Уильям Фолкнер - Пилон
– Смотрите, смотрите! Нет, но каков летчик! Каков летчик! А Орд не будет выжимать из «девяносто второго»… Второй приз в четверг, и, если Орд не будет… Смотрите, Господи! Смотрите!
Она повернулась к нему: подбородок, бледные глаза, голос, сказанного которым он даже не воспринял:
– Да. Деньги – это всегда хорошо.
Потом он даже перестал на нее смотреть, устремив взгляд вдоль взлетно-посадочной полосы, потому что четыре самолета, теперь отчетливо разбившиеся на две пары, приближались к полю аэродрома, быстро увеличиваясь. Опять раздался голос механика:
– Ну шпарит! Посмотрим, как Орд будет с ним тягаться! Глядите, Орд ему уступает…

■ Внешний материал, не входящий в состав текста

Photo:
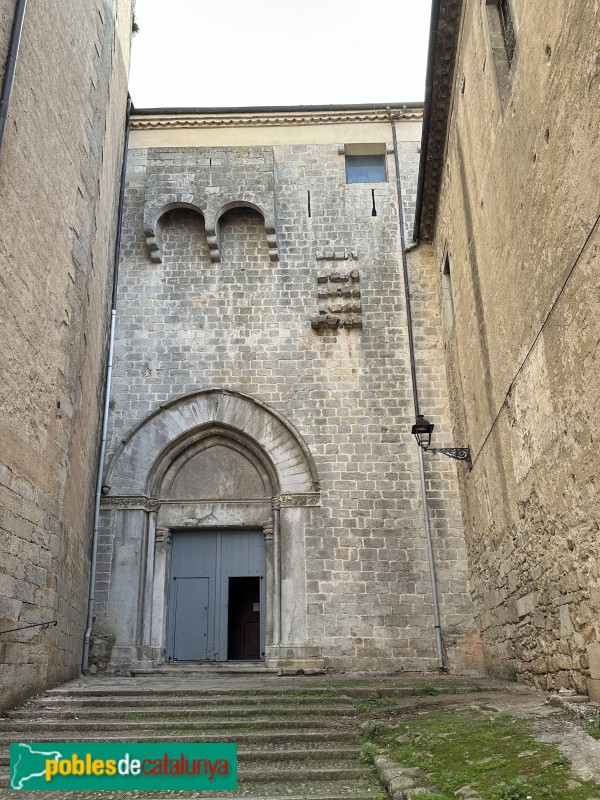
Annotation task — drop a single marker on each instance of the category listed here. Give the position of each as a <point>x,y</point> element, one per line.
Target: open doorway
<point>243,619</point>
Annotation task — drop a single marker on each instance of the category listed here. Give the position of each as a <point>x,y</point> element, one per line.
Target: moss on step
<point>483,753</point>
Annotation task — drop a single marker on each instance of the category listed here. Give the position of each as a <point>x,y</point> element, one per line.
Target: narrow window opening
<point>503,42</point>
<point>508,29</point>
<point>447,298</point>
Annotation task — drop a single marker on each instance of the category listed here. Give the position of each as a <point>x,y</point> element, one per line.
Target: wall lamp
<point>422,430</point>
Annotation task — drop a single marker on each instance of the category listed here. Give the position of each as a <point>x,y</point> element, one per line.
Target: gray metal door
<point>190,629</point>
<point>202,562</point>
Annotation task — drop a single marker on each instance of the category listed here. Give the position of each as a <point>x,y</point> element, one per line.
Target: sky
<point>194,53</point>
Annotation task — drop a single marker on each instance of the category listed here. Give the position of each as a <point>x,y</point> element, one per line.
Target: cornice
<point>243,120</point>
<point>443,48</point>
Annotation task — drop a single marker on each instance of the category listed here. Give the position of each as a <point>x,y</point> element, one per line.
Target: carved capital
<point>268,532</point>
<point>130,503</point>
<point>300,500</point>
<point>162,537</point>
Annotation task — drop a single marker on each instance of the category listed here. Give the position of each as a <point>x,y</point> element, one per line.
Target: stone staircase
<point>296,739</point>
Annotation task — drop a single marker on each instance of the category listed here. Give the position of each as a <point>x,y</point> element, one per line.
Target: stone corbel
<point>130,503</point>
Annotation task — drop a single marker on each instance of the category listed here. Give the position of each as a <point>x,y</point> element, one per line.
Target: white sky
<point>278,52</point>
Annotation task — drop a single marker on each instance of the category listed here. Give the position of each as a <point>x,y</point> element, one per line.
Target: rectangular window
<point>365,168</point>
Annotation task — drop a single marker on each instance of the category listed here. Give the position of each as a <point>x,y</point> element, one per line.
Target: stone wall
<point>187,322</point>
<point>59,173</point>
<point>518,218</point>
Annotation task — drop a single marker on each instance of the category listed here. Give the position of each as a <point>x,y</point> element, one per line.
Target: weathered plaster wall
<point>518,218</point>
<point>59,172</point>
<point>244,324</point>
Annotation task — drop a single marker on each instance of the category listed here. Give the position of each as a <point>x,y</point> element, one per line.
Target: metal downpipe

Двое лидеров начали вираж одновременно, идя бок о бок; гулкий рев словно бы опускался и втягивался, как будто машины не производили его сами, а засасывали из неба. Рот репортера был по-прежнему открыт; он знал это по игольчатому покалыванию в больной челюсти. Позднее он вспомнит, как опустил глаза и увидел, что раздавленное мороженое течет меж его пальцев, как поставил мальчика на землю и взял его за руку. Но тогда он этого не сознавал; тогда два самолета бок о бок, Шуман с внешней стороны и чуть выше, пошли на вираж вокруг пилона, будто свинченные воедино, – и вдруг репортер увидел в воздухе над верхушкой пилона некую плывущую невесомую россыпь, похожую на клочки горелой бумаги или на перья. Он смотрел на эти клочки, все еще не закрыв рта, и внезапно услышал чье-то «Ааааа!» – и увидел, как Шуман взмывает вверх почти отвесно и как из его машины вылетает целый ворох легкого мусора.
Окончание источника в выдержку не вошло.